Thanks for the replies,
I tried to build better priors with some prior-predictive checks. I guess I donβt see anymore a strong funnel
Maybe I could skip this non-centered framework all together
prec_coeff[1] is an intercept
prec_coeff[2] is a slope
The model, quite over complicated for the purpose of this specific issue, is here
functions{
vector Q_sum_to_zero_QR(int N) {
vector [2*N] Q_r;
for(i in 1:N) {
Q_r[i] = -sqrt((N-i)/(N-i+1.0));
Q_r[i+N] = inv_sqrt((N-i) * (N-i+1));
}
return Q_r;
}
row_vector sum_to_zero_QR(row_vector x_raw, vector Q_r) {
int N = num_elements(x_raw) + 1;
row_vector [N] x;
real x_aux = 0;
for(i in 1:N-1){
x[i] = x_aux + x_raw[i] * Q_r[i];
x_aux = x_aux + x_raw[i] * Q_r[i+N];
}
x[N] = x_aux;
return x;
}
int[] rep_each(int[] x, int K) {
int N = size(x);
int y[N * K];
int pos = 1;
for (n in 1:N) {
for (k in 1:K) {
y[pos] = x[n];
pos += 1;
}
}
return y;
}
real partial_sum_lpmf(int[] slice_y,
int start,
int end,
int[] exposure_array,
vector mu_array,
vector precision_array
) {
return beta_binomial_lupmf(
slice_y |
exposure_array[start:end],
(mu_array[start:end] .* precision_array[start:end]),
(1.0 - mu_array[start:end]) .* precision_array[start:end]
) ;
}
}
data{
int<lower=1> N;
int<lower=1> M;
int<lower=1> C;
int<lower=1> A;
int<lower=1> Ar; // Rows of unique variability design
int exposure[N];
int y[N,M];
matrix[N, C] X;
matrix[Ar, A] XA; // The unique variability design
matrix[N, A] Xa; // The variability design
// Truncation
int is_truncated;
int truncation_up[N,M];
int truncation_down[N,M];
int<lower=1, upper=N*M> TNS; // truncation_not_size
int<lower=1, upper=N*M> truncation_not_idx[TNS];
int<lower=0, upper=1> is_vb;
// Prior info
real prior_prec_intercept[2] ;
real prior_prec_slope[2] ;
real prior_prec_sd[2] ;
// Exclude priors for testing purposes
int<lower=0, upper=1> exclude_priors;
int<lower=0, upper=1> bimodal_mean_variability_association;
int<lower=0, upper=1> use_data;
// Parallel chain
int<lower=1> grainsize;
}
transformed data{
vector[2*M] Q_r = Q_sum_to_zero_QR(M);
real x_raw_sigma = inv_sqrt(1 - inv(M));
matrix[N, C] Q_ast;
matrix[C, C] R_ast;
matrix[C, C] R_ast_inverse;
int y_array[N*M];
int exposure_array[N*M];
// thin and scale the QR decomposition
Q_ast = qr_thin_Q(X) * sqrt(N - 1);
R_ast_inverse = inverse(qr_thin_R(X) / sqrt(N - 1));
// If I get crazy diagonal matrix omit it
if(max(R_ast_inverse)>1000){
print("sccomp says: The QR deconposition resulted in extreme values, probably for the correlation structure of your design matrix.

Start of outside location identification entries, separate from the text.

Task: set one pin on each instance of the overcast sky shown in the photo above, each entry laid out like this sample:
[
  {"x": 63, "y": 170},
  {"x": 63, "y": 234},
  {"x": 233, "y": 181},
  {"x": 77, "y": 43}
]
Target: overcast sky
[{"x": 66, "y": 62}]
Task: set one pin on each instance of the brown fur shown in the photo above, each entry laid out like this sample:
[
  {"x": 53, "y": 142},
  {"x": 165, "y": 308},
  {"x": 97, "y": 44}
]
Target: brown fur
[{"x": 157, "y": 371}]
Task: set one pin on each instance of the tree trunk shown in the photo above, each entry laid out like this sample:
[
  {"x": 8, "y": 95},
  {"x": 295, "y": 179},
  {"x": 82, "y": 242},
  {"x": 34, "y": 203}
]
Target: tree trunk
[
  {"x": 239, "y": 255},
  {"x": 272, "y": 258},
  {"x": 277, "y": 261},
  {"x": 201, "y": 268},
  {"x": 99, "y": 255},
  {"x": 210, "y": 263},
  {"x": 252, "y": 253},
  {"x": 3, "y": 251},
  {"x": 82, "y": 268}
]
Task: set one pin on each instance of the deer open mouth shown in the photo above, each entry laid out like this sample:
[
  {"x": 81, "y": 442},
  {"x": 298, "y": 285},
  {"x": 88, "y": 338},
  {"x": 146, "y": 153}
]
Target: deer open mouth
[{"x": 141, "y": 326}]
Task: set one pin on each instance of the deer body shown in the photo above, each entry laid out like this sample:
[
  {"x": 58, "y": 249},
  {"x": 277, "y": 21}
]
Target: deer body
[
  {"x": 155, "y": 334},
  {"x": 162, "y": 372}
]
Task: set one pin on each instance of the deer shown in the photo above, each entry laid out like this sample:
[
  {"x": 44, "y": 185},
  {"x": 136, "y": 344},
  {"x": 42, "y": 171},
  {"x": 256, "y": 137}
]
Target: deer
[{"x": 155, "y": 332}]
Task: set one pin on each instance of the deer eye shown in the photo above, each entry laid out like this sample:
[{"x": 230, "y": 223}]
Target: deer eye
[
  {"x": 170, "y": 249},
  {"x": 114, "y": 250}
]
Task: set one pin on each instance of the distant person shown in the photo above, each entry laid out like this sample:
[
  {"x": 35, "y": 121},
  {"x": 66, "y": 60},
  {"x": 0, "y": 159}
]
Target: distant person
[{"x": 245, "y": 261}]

Omitting QR decomposition.");
Q_ast = X;
R_ast_inverse = diag_matrix(rep_vector(1.0, C));
}
// Data vectorised
y_array = to_array_1d(y);
exposure_array = rep_each(exposure, M);
}
parameters{
matrix[C, M-1] beta_raw_raw;
matrix[A, M] alpha;
// To exclude
real prec_coeff[2];
real<lower=0> prec_sd;
real<lower=0, upper=1> mix_p;
}
transformed parameters{
matrix[C,M] beta_raw;
matrix[A,M] beta_intercept_slope;
matrix[A,M] alpha_intercept_slope;
matrix[C,M] beta;
for(c in 1:C) beta_raw[c,] = sum_to_zero_QR(beta_raw_raw[c,], Q_r);
// Beta
beta = R_ast_inverse * beta_raw; // coefficients on x
// All this because if A ==1 we have ocnversion problems
// This works only with two discrete groups
if(A == 1) beta_intercept_slope = to_matrix(beta[A,], A, M, 0);
else beta_intercept_slope = (XA * beta[1:A,]);
if(A == 1) alpha_intercept_slope = alpha;
else alpha_intercept_slope = (XA * alpha);
}
model{
// Calculate MU
matrix[M, N] precision = (Xa * alpha)';
matrix[M, N] mu = (Q_ast * beta_raw)';
for(n in 1:N) { mu[,n] = softmax(mu[,n]); }
// Convert the matrix m to a column vector in column-major order.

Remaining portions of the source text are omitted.